Saturday, 22 March 2014


“Our dead are never dead to us, until we have forgotten them.” - George Eliot

Antonín Leopold Dvořák (September 8, 1841 – May 1, 1904) was a Czech composer. Following the nationalist example of Bedřich Smetana, Dvořák frequently employed features of the folk music of Moravia and his native Bohemia (then parts of the Austrian Empire and now constituting the Czech Republic). Dvořák’s own style has been described as “the fullest recreation of a national idiom with that of the symphonic tradition, absorbing folk influences and finding effective ways of using them.”

Born in Nelahozeves, Dvořák displayed his musical gifts at an early age. His first surviving work, Forget-Me-Not Polka in C (Polka pomněnka) was written possibly as early as 1855. He graduated from the organ school in Prague in 1859. In the 1860s, he played as a violist in the Bohemian Provisional Theatre Orchestra and gave piano lessons. In 1873, he married Anna Čermáková, and left the orchestra to pursue another career as a church organist. He wrote several compositions during this period.

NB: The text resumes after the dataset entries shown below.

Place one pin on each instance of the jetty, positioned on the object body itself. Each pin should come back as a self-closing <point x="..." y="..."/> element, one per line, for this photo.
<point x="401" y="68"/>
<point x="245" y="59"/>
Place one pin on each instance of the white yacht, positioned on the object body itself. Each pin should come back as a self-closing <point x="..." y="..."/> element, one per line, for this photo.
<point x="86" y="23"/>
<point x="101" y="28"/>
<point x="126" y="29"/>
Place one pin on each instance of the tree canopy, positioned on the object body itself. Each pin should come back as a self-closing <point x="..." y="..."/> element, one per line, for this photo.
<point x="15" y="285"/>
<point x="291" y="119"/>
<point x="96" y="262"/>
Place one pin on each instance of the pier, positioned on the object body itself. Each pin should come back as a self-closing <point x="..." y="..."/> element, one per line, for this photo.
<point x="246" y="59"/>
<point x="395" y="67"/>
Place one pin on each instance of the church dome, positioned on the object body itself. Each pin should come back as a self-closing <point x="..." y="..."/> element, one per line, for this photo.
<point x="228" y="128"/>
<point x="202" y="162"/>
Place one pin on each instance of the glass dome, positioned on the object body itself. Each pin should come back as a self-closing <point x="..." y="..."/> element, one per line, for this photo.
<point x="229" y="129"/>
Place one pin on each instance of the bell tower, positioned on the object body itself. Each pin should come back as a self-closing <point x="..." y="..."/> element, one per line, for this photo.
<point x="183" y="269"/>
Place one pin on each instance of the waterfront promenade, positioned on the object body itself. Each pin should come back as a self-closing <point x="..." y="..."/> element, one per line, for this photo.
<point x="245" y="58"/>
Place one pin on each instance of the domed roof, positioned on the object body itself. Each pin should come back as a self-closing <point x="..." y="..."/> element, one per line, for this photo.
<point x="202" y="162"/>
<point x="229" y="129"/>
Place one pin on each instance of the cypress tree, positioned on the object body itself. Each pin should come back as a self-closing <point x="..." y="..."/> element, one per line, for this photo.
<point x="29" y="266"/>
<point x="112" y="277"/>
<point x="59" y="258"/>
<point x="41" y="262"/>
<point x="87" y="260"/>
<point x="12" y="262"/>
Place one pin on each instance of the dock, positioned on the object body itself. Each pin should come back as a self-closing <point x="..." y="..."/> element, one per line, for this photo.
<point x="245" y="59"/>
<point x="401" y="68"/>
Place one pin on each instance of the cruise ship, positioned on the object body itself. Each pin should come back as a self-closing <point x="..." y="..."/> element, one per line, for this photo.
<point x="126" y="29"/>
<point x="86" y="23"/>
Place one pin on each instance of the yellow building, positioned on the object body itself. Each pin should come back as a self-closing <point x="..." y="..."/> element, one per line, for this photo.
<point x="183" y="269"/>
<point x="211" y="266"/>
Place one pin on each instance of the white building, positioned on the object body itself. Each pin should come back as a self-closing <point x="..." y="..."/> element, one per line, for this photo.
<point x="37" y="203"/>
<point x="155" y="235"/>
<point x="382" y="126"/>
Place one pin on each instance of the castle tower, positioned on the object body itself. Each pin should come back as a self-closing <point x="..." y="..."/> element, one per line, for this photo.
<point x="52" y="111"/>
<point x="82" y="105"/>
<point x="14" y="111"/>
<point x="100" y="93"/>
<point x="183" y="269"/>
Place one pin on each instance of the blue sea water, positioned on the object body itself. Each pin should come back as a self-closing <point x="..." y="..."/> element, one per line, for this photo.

Dvořák’s music attracted the interest of Johannes Brahms, who assisted his career; he was also supported by the critics Eduard Hanslick and Louis Ehlert. After the premiere of his cantata “Stabat Mater” (1880), Dvořák visited the United Kingdom and became popular there; his Seventh Symphony was written for London. After a brief conducting period in Russia in 1890, Dvořák was appointed as a professor at the Prague Conservatory in 1891. In 1892, Dvořák moved to the United States and became the director of the National Conservatory of Music of America in New York City, where he also composed. However, shortfalls in payment of his salary, along with increasing recognition in Europe and an onset of homesickness made him decide to return to Bohemia.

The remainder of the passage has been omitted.